Sunday, April 15, 2012

Songji Ancient Town

Spring continues here in YC and we spent the weekend exploring a few things that we had heard about here and there. First of all, I've been experimenting with making some less garish HDR pictures. I'd been wanting to get a photo that looked like what my eyes see from our apartment window in the evening light... but somehow it always just came out looking like a grubby bunch of concrete buildings. Finally, with the help of some clear sky and HDR processing the full beauty (?) of suburban Yongchuan as seen in my brain can be revealed:

It looks like this in my brain, if not in reality
On Friday we learned that the circus had quite literally come to town. Entertainment is pretty scarce around here, so we went to check it out. Sadly my fears of doped-up ferocious animals being interfered with for our viewing pleasure were founded and China really is the land that animal rights forgot. On the positive side, the acrobats performed some death-defying (literally) feats high above the concrete floor on bamboo poles and swinging metal contraptions. The only animal act that I didn't feel so bad about was the small-monkey-doing-a-handstand-on-an-elderly-goat-balancing-on-a-podium trick.
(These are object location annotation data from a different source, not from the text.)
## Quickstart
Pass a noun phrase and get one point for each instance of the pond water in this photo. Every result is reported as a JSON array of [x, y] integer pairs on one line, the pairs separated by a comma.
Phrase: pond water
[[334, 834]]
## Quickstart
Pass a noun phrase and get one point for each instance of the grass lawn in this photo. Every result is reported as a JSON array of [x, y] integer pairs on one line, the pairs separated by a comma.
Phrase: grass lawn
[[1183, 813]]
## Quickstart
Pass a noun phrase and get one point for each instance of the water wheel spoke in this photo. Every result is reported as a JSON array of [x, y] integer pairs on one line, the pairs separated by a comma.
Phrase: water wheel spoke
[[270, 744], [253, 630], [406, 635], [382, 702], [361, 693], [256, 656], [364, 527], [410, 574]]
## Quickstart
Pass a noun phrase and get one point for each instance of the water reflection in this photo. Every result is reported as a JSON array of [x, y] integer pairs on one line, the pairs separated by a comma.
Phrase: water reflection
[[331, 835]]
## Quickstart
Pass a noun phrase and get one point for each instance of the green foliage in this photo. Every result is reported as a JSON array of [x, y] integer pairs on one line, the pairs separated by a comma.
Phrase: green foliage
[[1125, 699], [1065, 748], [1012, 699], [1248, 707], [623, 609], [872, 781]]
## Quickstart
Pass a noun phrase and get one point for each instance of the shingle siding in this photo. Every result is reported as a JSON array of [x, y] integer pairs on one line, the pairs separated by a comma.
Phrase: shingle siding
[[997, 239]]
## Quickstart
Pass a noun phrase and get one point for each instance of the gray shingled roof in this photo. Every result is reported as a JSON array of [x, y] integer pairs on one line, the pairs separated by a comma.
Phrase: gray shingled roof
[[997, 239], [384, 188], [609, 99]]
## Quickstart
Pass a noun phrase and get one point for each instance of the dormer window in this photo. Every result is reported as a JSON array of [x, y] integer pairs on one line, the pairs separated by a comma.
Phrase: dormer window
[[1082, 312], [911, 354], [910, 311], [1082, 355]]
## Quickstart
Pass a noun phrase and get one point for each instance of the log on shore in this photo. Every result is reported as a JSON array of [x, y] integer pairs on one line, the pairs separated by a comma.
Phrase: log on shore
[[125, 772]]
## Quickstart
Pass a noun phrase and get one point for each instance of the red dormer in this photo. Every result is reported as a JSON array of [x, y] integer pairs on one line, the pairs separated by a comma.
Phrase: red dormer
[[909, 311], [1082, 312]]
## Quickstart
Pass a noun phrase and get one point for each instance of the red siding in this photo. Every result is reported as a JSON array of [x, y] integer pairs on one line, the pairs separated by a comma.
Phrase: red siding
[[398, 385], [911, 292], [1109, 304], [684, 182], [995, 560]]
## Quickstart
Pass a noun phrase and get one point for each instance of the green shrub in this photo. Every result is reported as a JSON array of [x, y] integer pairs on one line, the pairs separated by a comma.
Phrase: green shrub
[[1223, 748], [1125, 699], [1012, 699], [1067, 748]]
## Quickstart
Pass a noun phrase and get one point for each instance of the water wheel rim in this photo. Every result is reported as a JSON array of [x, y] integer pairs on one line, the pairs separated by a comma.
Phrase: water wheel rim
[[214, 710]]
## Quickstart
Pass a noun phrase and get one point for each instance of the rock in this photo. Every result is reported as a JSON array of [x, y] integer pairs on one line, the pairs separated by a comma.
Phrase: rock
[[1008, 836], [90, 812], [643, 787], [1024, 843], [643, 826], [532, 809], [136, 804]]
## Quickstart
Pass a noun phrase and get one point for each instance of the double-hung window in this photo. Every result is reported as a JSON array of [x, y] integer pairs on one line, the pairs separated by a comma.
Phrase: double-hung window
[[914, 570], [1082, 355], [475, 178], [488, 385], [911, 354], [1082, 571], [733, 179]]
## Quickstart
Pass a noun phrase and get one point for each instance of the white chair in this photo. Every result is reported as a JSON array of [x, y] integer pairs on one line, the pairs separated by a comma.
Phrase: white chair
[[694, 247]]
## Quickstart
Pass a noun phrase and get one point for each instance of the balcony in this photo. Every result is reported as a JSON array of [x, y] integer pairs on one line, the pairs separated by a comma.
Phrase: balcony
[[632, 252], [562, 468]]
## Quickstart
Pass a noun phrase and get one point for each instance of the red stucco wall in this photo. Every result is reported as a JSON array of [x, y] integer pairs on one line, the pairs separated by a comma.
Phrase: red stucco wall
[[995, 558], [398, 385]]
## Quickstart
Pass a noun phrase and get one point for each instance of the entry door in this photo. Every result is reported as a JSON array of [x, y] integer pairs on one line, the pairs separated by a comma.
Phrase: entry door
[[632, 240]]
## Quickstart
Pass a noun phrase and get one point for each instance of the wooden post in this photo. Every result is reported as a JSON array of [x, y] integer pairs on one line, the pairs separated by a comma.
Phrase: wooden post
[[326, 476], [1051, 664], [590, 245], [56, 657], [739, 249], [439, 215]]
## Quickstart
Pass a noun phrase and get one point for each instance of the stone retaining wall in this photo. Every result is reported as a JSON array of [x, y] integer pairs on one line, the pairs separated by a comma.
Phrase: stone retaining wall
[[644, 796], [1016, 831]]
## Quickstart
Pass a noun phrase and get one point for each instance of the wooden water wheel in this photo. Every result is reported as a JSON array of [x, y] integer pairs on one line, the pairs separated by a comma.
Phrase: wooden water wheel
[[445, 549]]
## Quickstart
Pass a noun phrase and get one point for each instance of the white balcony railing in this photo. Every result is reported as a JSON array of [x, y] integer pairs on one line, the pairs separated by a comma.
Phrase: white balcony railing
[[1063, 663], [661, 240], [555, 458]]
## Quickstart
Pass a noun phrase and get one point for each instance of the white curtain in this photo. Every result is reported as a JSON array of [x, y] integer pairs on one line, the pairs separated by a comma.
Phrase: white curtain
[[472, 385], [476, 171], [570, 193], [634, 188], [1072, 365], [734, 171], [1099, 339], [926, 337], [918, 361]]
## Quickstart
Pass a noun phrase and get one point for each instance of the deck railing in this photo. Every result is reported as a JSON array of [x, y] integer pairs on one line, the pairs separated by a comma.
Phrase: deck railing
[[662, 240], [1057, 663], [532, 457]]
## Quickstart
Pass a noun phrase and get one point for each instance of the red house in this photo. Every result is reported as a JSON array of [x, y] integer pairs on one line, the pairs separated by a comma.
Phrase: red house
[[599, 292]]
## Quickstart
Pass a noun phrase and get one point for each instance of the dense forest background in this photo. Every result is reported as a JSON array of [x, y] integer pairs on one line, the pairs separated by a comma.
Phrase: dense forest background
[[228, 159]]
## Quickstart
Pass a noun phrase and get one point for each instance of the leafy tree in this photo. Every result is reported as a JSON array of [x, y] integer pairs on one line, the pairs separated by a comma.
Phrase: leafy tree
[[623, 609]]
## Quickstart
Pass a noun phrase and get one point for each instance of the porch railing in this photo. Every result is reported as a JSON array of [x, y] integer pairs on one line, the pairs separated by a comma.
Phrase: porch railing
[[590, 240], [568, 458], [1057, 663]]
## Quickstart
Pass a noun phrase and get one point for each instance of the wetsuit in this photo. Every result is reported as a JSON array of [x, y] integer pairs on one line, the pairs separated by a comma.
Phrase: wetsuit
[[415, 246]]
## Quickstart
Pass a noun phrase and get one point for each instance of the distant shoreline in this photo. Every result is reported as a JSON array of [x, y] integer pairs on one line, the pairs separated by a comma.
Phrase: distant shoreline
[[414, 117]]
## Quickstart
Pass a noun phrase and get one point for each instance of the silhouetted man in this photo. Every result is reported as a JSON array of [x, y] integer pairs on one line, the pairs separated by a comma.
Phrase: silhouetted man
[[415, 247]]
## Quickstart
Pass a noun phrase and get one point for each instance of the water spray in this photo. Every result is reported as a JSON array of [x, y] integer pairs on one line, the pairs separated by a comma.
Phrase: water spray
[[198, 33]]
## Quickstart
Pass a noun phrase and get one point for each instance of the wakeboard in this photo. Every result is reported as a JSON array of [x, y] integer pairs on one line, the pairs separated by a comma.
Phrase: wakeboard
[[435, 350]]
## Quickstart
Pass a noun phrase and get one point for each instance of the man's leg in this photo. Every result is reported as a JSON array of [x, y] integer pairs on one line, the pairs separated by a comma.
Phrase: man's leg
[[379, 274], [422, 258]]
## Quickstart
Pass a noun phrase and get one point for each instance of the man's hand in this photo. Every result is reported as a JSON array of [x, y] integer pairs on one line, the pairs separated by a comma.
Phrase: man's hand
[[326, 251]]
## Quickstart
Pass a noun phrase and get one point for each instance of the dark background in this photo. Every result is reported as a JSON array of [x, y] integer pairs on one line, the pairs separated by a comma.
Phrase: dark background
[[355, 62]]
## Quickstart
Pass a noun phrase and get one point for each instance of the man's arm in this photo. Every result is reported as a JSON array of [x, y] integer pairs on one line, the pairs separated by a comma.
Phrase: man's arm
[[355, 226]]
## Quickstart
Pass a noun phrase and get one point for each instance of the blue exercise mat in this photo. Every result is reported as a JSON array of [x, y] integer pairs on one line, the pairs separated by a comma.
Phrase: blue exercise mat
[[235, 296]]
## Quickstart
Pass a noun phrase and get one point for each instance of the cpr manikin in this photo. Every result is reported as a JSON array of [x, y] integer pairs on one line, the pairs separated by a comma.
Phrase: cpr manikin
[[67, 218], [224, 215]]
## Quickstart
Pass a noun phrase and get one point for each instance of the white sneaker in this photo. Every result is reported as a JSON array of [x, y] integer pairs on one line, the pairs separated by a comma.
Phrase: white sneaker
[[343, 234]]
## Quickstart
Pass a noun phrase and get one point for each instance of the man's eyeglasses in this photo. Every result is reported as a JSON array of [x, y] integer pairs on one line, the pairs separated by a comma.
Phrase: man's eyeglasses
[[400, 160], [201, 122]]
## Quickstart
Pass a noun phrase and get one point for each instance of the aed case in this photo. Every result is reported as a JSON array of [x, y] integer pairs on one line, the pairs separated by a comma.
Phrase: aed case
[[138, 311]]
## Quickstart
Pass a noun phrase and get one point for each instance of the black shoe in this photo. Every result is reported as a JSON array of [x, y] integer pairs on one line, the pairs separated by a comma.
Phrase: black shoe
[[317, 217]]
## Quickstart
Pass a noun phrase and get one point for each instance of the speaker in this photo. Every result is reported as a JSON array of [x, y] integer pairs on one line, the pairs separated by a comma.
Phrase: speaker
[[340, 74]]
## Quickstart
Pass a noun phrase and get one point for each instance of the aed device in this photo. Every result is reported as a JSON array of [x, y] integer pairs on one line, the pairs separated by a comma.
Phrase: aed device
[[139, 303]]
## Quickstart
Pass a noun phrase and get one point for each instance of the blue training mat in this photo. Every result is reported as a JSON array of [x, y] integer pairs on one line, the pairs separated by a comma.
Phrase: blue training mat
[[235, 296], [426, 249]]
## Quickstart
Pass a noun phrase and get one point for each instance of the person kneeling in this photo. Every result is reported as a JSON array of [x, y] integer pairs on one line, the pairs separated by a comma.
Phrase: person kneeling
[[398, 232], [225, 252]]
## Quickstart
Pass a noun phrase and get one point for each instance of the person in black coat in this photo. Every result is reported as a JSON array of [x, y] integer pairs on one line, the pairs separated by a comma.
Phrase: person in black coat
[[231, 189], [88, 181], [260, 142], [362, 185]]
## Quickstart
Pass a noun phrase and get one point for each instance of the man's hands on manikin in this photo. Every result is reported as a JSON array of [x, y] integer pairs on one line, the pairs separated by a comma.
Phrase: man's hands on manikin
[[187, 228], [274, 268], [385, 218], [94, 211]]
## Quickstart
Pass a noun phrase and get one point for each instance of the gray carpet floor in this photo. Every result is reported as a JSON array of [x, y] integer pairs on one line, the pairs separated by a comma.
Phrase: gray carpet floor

That's a new one to me.

That's entertainment.
I'd read about Songji town on someone's blog (see, they can be useful) and we finally got around to visiting on Sunday. A couple of hours country-road bike riding got us there and we found what we were looking for without too much trouble. Since the original blogger's visit in 2009 things have moved on a bit and there were quite a few signs (in English!) to tell us what we were looking at.

A Songji tractor. Different to a Chelsea tractor.
Water street
More HDR fun with some roof tiles
Whilst getting on with the usual struggle of ordering some food in a street restaurant, we heard the welcome words "Can I help you?". This is how we met "Tremor", a young college instructor from Yongchuan who was keen to practice his English with us. In a deal that I still don't understand, he paid for our lunch in return for him helping us order it. We chatted for a while and walked together with his students down to the town beach (of sorts) on the Yangtze. Whilst the Mother River isn't the cleanest, people were enjoying paddling in the fast flowing shallows, flying kites, and watching the ships race by in the current. The sun had come out and we enjoyed a very springlike ride back to Yonchuan, through the sprouting rice fields.